入ってきた情報の意味は、すでに脳内整理棚に格納されている過去の情報と照らし合わせ、もっとも情報の構造(意味)が一致する区画に格納されます。もし過去に格納されたどの区画の情報とも一致しない場合は、「新しい概念」として、まったく新しい区画に格納されます。

 これが「分かった!」「納得できた!」という瞬間なのです。

 つまり「分かる」とは、情報が最終的に脳内整理棚の一区画に入れられたことです。逆に言えば「分からない」とは、その情報が脳内整理棚に入れられなかったことを意味します。

伝達内容を“事前加工”して
脳内関所を通りやすくせよ

 以上、脳内関所で行われる5つの作業を簡潔に説明しました。そこで「分かりやすい説明とは何か?」という最初の問いに戻ってみましょう。
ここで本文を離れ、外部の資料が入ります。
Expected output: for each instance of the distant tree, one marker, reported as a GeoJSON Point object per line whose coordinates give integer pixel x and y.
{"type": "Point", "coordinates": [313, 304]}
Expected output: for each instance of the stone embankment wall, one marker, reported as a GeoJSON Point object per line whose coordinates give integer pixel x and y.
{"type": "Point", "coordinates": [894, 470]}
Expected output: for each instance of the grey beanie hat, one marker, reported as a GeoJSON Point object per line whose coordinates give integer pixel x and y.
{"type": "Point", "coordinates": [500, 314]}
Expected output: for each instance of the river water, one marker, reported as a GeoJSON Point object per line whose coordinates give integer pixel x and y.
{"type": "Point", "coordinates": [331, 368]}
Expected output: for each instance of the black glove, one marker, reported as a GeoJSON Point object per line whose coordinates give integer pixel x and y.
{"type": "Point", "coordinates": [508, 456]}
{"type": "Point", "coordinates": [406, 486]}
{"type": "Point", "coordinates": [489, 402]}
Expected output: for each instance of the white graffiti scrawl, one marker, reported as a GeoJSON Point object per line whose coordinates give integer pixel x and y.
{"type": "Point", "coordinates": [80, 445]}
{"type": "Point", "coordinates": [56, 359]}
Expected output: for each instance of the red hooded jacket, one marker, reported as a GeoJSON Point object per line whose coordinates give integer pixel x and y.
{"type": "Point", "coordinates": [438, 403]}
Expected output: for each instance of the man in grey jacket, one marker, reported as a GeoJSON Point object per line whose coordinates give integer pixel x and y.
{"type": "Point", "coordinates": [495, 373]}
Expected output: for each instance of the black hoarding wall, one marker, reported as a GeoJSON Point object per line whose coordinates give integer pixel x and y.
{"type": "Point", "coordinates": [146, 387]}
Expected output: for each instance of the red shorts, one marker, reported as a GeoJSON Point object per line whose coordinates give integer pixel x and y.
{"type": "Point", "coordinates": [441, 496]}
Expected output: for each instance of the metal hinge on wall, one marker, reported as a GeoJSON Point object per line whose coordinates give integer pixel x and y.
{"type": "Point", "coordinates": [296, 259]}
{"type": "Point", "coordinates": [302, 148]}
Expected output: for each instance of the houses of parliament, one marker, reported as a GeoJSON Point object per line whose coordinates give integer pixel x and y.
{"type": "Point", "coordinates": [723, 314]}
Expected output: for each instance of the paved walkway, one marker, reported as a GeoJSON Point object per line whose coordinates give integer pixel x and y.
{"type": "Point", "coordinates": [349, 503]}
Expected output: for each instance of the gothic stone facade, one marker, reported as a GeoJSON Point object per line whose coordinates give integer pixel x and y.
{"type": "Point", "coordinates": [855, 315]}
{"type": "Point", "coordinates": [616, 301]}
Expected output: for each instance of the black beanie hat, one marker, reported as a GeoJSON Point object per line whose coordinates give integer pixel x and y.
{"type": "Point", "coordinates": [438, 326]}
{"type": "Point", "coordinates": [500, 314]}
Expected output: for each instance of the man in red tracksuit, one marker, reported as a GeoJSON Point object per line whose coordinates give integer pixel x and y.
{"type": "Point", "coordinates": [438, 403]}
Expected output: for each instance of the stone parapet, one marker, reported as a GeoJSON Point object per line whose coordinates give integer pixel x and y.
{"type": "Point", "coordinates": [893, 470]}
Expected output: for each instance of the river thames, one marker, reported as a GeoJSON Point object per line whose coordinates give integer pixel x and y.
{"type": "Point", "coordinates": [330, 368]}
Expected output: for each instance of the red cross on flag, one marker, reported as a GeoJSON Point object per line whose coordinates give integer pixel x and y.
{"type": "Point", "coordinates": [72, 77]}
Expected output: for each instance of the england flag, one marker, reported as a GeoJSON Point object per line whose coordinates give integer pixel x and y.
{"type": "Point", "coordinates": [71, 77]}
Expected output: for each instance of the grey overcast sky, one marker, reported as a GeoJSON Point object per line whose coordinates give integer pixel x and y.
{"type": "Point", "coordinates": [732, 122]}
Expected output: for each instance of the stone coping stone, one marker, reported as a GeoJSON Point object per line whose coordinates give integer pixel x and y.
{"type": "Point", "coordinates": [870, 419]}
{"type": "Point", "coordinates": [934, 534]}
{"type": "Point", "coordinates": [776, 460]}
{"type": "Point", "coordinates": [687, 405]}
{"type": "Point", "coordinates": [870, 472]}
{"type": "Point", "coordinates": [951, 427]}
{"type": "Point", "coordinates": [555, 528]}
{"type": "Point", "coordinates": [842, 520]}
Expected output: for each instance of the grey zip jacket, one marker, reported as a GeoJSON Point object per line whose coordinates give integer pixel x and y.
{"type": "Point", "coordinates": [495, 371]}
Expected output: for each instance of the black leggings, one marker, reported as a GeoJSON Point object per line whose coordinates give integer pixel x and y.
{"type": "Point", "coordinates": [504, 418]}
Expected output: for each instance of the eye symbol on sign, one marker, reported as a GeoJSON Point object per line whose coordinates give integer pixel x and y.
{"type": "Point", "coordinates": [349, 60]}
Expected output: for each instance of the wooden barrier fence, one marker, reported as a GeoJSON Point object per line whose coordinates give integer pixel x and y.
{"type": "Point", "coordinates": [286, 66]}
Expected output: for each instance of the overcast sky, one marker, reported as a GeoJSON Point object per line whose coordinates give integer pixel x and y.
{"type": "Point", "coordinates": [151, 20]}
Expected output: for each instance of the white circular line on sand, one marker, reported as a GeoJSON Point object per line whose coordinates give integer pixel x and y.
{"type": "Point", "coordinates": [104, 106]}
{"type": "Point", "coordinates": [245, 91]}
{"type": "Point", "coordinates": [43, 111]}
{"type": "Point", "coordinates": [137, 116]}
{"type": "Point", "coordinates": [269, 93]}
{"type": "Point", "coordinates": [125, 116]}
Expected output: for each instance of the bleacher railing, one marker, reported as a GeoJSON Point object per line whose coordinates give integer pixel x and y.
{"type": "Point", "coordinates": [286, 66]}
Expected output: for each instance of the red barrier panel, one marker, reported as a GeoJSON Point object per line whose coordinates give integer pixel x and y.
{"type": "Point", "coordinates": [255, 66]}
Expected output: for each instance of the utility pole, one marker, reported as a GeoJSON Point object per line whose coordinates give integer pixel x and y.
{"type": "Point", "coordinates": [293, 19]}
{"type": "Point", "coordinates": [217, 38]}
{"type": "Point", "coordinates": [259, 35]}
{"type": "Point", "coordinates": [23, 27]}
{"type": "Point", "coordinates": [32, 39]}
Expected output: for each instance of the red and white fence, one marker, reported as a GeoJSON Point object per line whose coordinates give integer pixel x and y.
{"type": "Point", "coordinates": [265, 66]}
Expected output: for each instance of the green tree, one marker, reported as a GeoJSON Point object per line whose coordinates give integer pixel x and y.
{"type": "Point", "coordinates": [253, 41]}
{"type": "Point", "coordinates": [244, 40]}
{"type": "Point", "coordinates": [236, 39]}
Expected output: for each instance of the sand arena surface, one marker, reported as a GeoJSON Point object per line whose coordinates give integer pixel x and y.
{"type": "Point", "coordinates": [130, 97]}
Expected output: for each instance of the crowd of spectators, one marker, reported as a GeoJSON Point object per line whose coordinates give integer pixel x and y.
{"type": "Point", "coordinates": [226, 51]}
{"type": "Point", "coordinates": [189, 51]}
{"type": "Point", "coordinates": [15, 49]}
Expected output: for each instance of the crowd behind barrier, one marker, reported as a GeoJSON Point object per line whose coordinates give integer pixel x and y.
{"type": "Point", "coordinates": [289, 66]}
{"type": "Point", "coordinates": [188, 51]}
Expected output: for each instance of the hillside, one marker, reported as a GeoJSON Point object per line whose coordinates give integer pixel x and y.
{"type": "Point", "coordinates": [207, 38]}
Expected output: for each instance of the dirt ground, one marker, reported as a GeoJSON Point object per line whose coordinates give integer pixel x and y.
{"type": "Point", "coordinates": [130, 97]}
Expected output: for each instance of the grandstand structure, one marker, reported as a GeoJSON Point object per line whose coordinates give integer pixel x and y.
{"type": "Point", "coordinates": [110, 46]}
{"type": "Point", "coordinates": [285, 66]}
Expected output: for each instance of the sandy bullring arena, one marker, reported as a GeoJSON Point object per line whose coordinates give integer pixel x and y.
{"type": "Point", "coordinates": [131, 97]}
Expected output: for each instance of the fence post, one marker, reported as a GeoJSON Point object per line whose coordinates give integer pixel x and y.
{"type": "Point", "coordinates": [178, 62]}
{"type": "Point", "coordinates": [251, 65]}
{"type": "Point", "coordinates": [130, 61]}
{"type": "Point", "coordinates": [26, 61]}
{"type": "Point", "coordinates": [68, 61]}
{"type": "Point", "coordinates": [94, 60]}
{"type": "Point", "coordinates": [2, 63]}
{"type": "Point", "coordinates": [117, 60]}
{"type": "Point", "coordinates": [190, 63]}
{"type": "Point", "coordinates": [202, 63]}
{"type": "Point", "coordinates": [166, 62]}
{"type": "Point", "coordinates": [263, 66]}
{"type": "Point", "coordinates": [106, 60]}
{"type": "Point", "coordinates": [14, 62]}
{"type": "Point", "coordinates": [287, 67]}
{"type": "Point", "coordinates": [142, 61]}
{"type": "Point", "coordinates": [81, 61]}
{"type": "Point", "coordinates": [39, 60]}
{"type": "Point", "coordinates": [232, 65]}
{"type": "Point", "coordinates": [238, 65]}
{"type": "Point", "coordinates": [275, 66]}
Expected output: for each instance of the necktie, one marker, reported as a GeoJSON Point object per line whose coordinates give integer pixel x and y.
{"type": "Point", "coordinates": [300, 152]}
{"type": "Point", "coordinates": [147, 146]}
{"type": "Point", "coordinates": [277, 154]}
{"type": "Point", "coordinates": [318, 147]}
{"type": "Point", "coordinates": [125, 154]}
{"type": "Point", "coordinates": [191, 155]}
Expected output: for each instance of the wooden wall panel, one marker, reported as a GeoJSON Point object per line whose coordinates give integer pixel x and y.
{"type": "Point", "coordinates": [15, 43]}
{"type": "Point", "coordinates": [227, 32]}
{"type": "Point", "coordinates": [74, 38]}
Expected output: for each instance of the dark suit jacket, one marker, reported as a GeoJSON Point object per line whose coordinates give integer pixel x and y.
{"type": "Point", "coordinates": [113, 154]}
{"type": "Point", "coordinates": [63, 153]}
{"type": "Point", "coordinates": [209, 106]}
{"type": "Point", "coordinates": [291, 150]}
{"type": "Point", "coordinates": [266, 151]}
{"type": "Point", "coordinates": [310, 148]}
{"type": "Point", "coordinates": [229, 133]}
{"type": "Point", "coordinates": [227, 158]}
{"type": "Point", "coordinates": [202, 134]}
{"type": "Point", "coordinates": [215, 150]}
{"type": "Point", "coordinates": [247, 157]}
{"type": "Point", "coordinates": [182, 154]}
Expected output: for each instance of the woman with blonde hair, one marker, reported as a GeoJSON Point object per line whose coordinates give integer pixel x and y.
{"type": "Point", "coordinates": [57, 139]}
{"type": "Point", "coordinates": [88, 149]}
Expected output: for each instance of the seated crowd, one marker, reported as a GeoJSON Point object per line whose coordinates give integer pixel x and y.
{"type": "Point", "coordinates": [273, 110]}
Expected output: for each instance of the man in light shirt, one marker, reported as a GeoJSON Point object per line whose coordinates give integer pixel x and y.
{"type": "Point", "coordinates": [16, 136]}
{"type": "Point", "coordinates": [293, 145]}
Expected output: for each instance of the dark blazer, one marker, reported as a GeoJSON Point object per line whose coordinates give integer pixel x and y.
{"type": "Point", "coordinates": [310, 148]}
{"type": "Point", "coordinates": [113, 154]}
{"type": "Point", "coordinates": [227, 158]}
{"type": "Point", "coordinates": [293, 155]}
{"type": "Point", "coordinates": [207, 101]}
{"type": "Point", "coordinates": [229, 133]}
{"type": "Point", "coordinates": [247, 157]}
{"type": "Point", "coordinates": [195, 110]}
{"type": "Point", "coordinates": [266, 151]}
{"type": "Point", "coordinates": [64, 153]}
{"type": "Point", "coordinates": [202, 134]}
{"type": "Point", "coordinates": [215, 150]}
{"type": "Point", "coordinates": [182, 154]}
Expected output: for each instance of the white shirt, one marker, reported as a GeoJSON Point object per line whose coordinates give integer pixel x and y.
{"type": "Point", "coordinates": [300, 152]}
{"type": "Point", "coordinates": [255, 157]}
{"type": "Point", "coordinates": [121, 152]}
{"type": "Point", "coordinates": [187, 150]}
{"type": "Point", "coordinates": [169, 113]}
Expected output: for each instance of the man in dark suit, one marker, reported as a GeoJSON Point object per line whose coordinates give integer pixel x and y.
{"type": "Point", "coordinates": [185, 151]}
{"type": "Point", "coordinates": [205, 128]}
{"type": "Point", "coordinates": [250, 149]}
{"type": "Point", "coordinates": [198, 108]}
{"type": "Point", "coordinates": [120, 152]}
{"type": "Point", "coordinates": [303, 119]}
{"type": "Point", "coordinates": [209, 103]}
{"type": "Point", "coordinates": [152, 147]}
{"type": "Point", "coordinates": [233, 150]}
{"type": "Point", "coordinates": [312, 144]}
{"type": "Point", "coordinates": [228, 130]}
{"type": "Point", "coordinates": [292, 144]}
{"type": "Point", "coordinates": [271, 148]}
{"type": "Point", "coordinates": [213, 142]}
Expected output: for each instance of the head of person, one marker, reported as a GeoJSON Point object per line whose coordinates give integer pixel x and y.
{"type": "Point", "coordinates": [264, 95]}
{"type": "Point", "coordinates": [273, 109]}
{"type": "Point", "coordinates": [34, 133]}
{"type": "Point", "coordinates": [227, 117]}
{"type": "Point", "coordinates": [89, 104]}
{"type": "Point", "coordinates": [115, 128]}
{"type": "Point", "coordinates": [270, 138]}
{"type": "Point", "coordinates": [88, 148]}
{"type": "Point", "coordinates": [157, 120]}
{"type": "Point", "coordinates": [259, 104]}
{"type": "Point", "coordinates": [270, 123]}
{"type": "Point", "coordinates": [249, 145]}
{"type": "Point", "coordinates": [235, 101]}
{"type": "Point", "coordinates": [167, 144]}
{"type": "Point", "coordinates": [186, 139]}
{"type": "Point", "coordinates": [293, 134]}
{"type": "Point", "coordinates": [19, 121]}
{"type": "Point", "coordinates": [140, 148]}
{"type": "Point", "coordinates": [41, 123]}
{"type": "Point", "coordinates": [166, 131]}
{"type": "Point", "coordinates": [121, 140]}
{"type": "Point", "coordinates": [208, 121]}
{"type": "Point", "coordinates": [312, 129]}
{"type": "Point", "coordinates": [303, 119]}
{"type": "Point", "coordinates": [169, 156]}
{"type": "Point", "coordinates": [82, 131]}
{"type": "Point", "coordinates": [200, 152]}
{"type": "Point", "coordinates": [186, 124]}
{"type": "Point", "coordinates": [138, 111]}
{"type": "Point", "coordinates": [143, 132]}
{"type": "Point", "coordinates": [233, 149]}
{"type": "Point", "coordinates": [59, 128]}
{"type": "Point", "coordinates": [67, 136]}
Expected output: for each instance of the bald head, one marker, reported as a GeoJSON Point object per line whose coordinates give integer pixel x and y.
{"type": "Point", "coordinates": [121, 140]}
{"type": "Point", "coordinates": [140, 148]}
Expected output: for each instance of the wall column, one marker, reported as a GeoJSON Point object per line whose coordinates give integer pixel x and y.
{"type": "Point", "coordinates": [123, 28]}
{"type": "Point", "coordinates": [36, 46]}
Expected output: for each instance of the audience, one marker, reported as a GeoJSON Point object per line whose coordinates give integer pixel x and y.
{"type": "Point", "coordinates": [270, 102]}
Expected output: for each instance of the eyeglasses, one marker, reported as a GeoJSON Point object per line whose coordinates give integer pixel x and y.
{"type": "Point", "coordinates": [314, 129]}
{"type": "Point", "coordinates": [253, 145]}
 脳内関所での作業負担が大きい説明は、分かりにくい説明なのです。反対に、脳内関所での作業負担が小さい説明は、分かりやすい説明です。つまり「分かりやすい説明」とは、聞き手の脳内関所で行われるはずの作業を、なるべく説明者が事前に代行処理し、脳内関所の作業負担を軽減することです。

 我が政党の主張を有権者に説明するときも、重役を納得させる企画書を書くときも、離婚裁判で高額の慰謝料を勝ち取りたいときも、すべて同じです。自分の主張が有権者や重役や裁判長の脳内関所で素早く審査されるように、工夫(事前加工)すればよいのです。

 そうすれば、あなたの主張は、素早く相手の脳内整理棚の一区画に格納され、有権者も重役も裁判長も、あなたの主張を「分かった。あなたの言い分は正しい」と言ってくれるはずです。

 このように「分かりやすい説明」とは、周囲の人に自分の意図を正しく伝える魔法の杖なのです。